“You would pick now,” spoke a judicious Barack Obama in response to the hypothetical scenario of being able to live in any time in history.
The statement was a nod to a young generation of people inspired to create change in the world today and a recognition of the efforts and contributions from those who came before.
Social change was the theme at hand during “A Conversation with Barack Obama” at the MTS Centre in Winnipeg on Monday, March 4. Obama spoke in his trademark casual and intelligent manner, legs crossed, answering questions from Michael Burns, former CEO of the Invictus Games, who served as the evening’s moderator.
Obama talked first about family after moving out of the White House. When asked about his wife Michelle, his humble sense of humour set the tone for the evening.
“Michelle, as you may have heard, wrote a book.
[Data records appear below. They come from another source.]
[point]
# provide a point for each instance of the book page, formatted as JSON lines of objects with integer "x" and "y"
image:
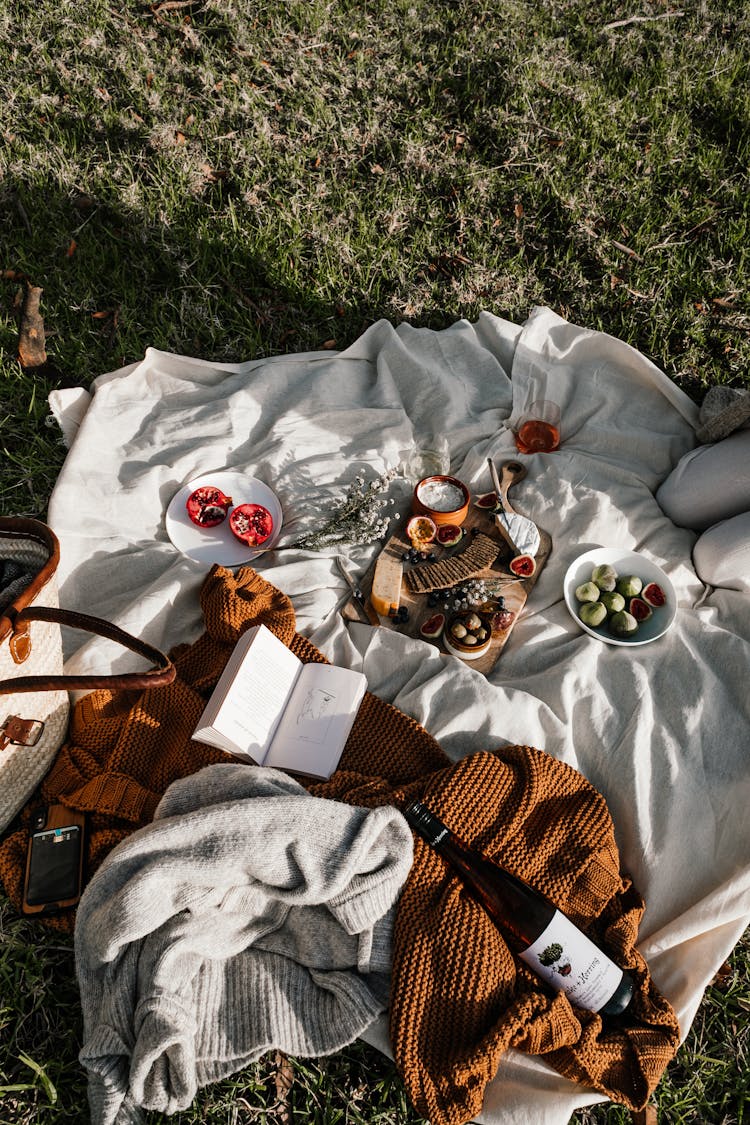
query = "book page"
{"x": 256, "y": 696}
{"x": 317, "y": 720}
It’s doing OK.”
He spoke indirectly of the current administration and President of the United States, expressing concern over nations electing leaders based on passion rather than fact.
“If citizens insist on integrity, if citizens insist on facts and if citizens participate, that’s how change happens,” he said.
He gave recognition to how informed young people are on current issues and their desire to be politically active, referring specifically to survivors of the mass shooting at Stoneman Douglas High School in Parkland, Florida. Older generations need give them space and power to make a difference.
“Ultimately, change is going to come from the people,” he said on the importance of grassroots movements. Politicians can’t be expected to lead movements, he said, but they will “jump to the front” of an already moving march.
He also stressed that today’s activists need to recognize past heroes who have fought for civil rights.
Despite steep ticket prices, there were many young people amongst the around 13,500 in attendance. The message for social justice, though, is for all.
Winnipeg was the first of three stops Obama made during his Canadian tour a few weeks back. He also paid visit to Calgary and Vancouver.